Man killed at hospital was fugitive convict
PORTLAND — A 50-year-old convict left unguarded to fly to Denver and report to a halfway house for eventual release instead skipped out and robbed a bank before Portland police shot him to death, authorities said Tuesday.
The man was identified Tuesday as 50-year-old Merle Mikal Hatch. His mother and law enforcement officials said he had a record of violent and drug-related crimes. He had been serving a 10-year bank robbery sentence.
A U.S. Bureau of Prisons vehicle delivered him from the medium-security facility at Sheridan in Yamhill County to the airport in Portland for a Feb. 12 flight to Denver.

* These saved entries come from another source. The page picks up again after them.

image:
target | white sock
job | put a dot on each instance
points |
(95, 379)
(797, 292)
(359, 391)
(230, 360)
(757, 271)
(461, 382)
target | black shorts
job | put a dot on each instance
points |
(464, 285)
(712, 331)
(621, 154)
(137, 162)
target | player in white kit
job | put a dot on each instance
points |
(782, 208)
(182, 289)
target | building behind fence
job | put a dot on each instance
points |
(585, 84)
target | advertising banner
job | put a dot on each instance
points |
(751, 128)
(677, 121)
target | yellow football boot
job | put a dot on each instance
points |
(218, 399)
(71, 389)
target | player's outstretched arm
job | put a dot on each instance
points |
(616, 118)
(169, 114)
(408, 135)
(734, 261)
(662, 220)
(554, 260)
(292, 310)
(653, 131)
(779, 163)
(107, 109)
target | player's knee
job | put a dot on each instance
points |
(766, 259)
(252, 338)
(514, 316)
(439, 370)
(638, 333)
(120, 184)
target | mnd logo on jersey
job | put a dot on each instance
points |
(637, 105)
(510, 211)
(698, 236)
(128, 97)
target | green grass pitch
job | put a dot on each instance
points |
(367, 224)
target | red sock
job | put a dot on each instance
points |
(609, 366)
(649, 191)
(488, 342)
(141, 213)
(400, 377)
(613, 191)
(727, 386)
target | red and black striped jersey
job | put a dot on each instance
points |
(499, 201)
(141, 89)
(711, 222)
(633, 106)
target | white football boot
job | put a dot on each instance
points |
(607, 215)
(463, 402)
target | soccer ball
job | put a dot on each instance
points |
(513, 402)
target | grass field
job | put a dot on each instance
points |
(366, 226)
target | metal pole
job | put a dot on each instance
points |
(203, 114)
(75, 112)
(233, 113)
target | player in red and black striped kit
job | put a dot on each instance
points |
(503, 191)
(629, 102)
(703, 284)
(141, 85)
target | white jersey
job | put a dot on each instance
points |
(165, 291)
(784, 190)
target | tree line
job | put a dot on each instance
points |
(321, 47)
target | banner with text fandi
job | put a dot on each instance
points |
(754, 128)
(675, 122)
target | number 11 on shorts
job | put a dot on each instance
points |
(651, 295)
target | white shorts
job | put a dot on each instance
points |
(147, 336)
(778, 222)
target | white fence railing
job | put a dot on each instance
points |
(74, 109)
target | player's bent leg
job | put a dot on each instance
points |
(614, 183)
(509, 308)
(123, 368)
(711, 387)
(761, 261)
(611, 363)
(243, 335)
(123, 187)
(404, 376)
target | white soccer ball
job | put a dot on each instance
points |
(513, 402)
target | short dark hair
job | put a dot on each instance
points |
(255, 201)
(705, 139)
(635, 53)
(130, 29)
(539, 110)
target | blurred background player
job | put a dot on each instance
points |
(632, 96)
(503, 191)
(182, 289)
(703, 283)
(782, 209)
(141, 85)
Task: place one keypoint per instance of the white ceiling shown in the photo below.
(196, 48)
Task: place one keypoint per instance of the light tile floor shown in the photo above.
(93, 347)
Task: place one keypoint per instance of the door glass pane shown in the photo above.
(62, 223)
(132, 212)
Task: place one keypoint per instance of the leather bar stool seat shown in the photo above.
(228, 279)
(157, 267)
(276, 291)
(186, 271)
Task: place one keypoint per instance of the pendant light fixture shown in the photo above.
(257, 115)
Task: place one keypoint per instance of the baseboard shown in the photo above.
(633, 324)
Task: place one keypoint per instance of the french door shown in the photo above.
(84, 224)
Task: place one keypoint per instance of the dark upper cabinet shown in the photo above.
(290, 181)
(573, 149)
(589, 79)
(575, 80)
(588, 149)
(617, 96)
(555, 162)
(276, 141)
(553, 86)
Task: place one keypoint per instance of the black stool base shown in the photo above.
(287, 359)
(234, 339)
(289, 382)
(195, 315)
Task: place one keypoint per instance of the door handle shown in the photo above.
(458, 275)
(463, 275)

He was unguarded after that and didn't show up later in the day at the halfway house, also known as a re-entry center, said Paul Thompson, an official at the Sheridan prison.
Three days later, the Clackamas County sheriff's office said, he held up a Wells Fargo bank office in Clackamas.
Two days after that, on Sunday night, he checked into the emergency room of Portland Adventist Medical Center and had a black handgun, Portland police said.
He threatened a hospital employee, left the building and pointed the gun at a security car in an employee parking lot before three police officers fired at him.
An autopsy Tuesday determined he died of multiple wounds.
The Portland Police Bureau hasn't provided much detail about the officers’ confrontation with Hatch, except to say that they “began giving him commands” and then they fired.
A police statement said it expected to provide an account Wednesday, after the officers have been interviewed.
Hatch was convicted in 2005 of a bank robbery in Colorado the year before, said Chris Burke, a spokesman for the Bureau of Prisons. Burke said the sentence was 125 months. Details about the robbery were not immediately available.
By law, Hatch would have been at the Denver halfway house no more than a year before release, Burke said.
Thompson said it's typical for an inmate to go unguarded through the airport for such a trip.
“That's their transition from incarceration to the community,” he said.
Details about how much good time Hatch had earned toward early release and his exact release date were not available Tuesday, Burke and Thompson said.
Hatch's mother, Mary Hatch, told The Oregonian newspaper she and her husband last saw their son 15 to 20 years ago, and he appeared to have fallen on hard times. She said he hadn't married, had children or had a job.
“He was troubled,” said Hatch, who lives in Iowa. “He was in and out of prison most of his adult life. He got into drugs early. There wasn't much left of the person we knew as a kid growing up.”